Fifteen questions to Ingrid Baars

The work of Antwerp-based Dutch photographer Ingrid Baars is moving. You’ll either love it or loathe it, but there’s something incredibly direct and visceral about it; human bodies revealed in an abstract and sensual way, an effect that’s incredibly powerful and inspiring. Baars treats photographs the same way a sculptor treats clay. She spends hours, sometimes days, reworking an image until she gets it exactly where she wants it. Inspired by the African Arts, Cubism and famous muses, Baars flings open the gates to an imaginary world, rich in nuance, beauty and emotion.

What is your educational background?

I studied illustration at the Willem de Kooning Academie in Rotterdam and took some photography classes on the side for about a year or two.

Were you always into photography?

I was introduced to photography at a very early age by my grandfather, who was a dedicated amateur photographer. My mother was also a model and I started to take pictures of her when she needed some for her book. As a teenager, I started shooting girlfriends, and their friends ended up posing for me, too. What I remember from that period is that I was enchanted by the intimacy I experienced looking at a face through the lens. I was focused on capturing the very essence and beauty of it.

What are your main sources of inspiration?

I always work with the human -and mostly female – body. I have always been fascinated by the beauty of bodies and faces for as long as I can remember.

Are there motifs or themes you always go back to?

When I was a kid, I used to spend hours choosing dolls until I found the one with the right face. I practiced classical ballet pretty seriously until I was 17 because of that same love for the human body and its varied expression of emotions.

Would you say you’re obsessed with the body then?

Of course. I’m fascinated by its form. In my images, I’m motivated by an exploration of bodies that leads to the creation of truly interesting and strong shapes.

There’s a sculptural dimension in your work. How do you make that happen in a photograph?

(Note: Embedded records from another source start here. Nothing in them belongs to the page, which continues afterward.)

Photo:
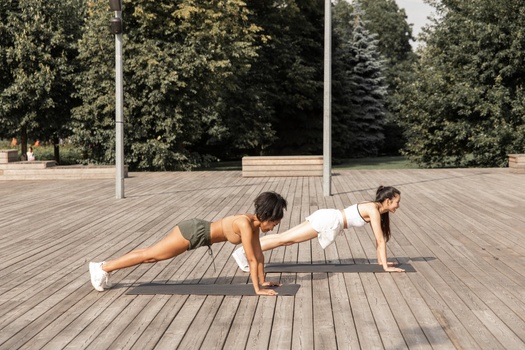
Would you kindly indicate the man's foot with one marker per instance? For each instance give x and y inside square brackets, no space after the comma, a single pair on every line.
[240,259]
[99,277]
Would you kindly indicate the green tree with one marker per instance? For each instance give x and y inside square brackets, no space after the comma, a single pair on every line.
[180,59]
[37,58]
[466,106]
[360,90]
[288,73]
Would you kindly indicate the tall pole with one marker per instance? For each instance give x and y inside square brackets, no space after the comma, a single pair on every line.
[116,26]
[327,98]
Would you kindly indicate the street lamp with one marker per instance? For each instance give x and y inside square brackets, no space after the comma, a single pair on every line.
[327,98]
[117,28]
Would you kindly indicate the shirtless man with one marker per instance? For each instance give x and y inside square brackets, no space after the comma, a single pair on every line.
[327,224]
[194,233]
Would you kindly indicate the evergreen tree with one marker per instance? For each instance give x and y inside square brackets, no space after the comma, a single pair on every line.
[289,69]
[466,107]
[389,22]
[360,95]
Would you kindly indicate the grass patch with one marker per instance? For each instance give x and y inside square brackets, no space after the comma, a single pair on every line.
[397,162]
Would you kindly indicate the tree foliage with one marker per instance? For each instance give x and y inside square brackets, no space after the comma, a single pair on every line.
[466,106]
[37,39]
[359,89]
[180,58]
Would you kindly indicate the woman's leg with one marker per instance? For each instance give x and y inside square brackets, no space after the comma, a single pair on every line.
[170,246]
[297,234]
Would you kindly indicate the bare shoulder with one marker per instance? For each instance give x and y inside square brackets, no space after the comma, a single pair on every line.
[368,209]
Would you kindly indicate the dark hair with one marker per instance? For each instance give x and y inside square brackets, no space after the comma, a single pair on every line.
[269,206]
[382,194]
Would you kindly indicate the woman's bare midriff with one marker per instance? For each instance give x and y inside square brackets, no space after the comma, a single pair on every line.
[222,230]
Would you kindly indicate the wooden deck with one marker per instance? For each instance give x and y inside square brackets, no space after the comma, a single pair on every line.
[462,229]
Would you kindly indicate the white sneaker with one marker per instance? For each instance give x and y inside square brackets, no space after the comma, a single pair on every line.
[240,259]
[99,277]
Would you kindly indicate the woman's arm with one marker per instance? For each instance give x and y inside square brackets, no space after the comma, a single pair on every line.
[375,222]
[255,257]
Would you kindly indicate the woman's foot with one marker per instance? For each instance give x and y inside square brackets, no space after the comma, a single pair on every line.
[240,259]
[99,277]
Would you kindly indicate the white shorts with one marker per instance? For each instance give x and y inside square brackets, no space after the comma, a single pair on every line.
[328,223]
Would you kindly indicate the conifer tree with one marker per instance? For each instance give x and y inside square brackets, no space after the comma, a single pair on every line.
[359,124]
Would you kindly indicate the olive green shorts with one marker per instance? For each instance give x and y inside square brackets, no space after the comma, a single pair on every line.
[196,231]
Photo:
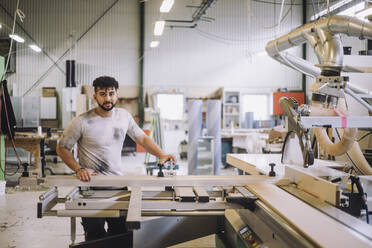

My work might look like photographs, but photography is only my point of departure. It’s the material I work with. What you are looking at is actually constructed. My aim for a very recent series was to make two-dimensional sculptures. I worked with cut and paste extensively in order to cover up the collage feeling.

What kind of feelings or emotions do your images capture?

Presence, melancholy, power, controlled sexuality and vulnerability. Preferably all at the same time. Usually I find my images less interesting when one of these ingredients is missing.

When do you know you’ve found the right balance in a photograph?

I can usually measure this by the level of excitement I experience. It’s a very clear moment when I know all the best possible choices have been made. I go through different stages when I create an image. There are a thousand choices to be made at first and it’s all chaos. After an intense period of sliding, pushing, cutting, stacking, layering -and moving all parts around- the foundation of the final image begins to appear. From this point onwards, it’s just fine-tuning and making sure that the image is also technically perfect. For instance, I can get very annoyed when I have left an outline too blurry or too sharp.

When I manage to get to the essence of what I want to express,  it’s the moment I love the most in life.

You spend a lot of time reworking your images. How do you find that process in general?

It can be frustrating when I “can’t find it”. I’m not satisfied when I find myself repeating a previous success for example, so I try to stay away from that. I’m always trying to get to the next level and better myself. When I manage to get to the essence of what I want to express,  it’s the moment I love the most in life.

Who are the artists that influenced you?

I’d say Egon Schiele, because of his genius understanding of the three-dimensional body and how to translate it into a two-dimensional form. His art is the most powerful-yet-tender form that I have ever seen. I love Picasso, because of the optical movement and multiple exposures in one image. Erwin Olaf amazes me, too, with his ability to throw images right at you. It’s beauty with a bite.

You’re passionate about the African Arts. What are the aspects you are specifically drawn to?

I’m drawn to the endless variety in forms and shapes expressing the human body. There seem to be no boundaries in African Arts. This forces me to approach the shape of the body from a new and free angle, exploring it in many different ways. I am also amazed by the far reaching influence African Arts have had on the development of Western Modern Art at the beginning of the 20th century.

What sort of reactions does your art create?

It’s love or hate. There’s no in-between space with my work.

Are you surprised by people’s comments sometimes?

I remember once standing in front of a very large image that I had made and an older man said: “Such a nice woman in front of such an ugly image… Do you understand why young children are afraid of these pictures?” Although I find this pretty funny, it also surprised me a bit as I’m such a sucker for beauty and aesthetics.

Which projects are you currently working on?

I’m not done my “L’Afrique c’est Chic!” series yet. I feel like I’ve just discovered a few aspects of the variety of images that I’m about to make with this inspiration. I will be working on this theme for at least one more year. I’ve just started this series called : “The Designer Collection” where I get to choose pieces from designers I admire.

Can I ask which designer was your first choice?

The first designer I chose was Iris van Herpen. I just made two images with her designs. My goal is to keep collaborating with interesting and talented designers and exhibit my work in galleries. I have solo exhibitions planned in Amsterdam, Brussels and in London later this year.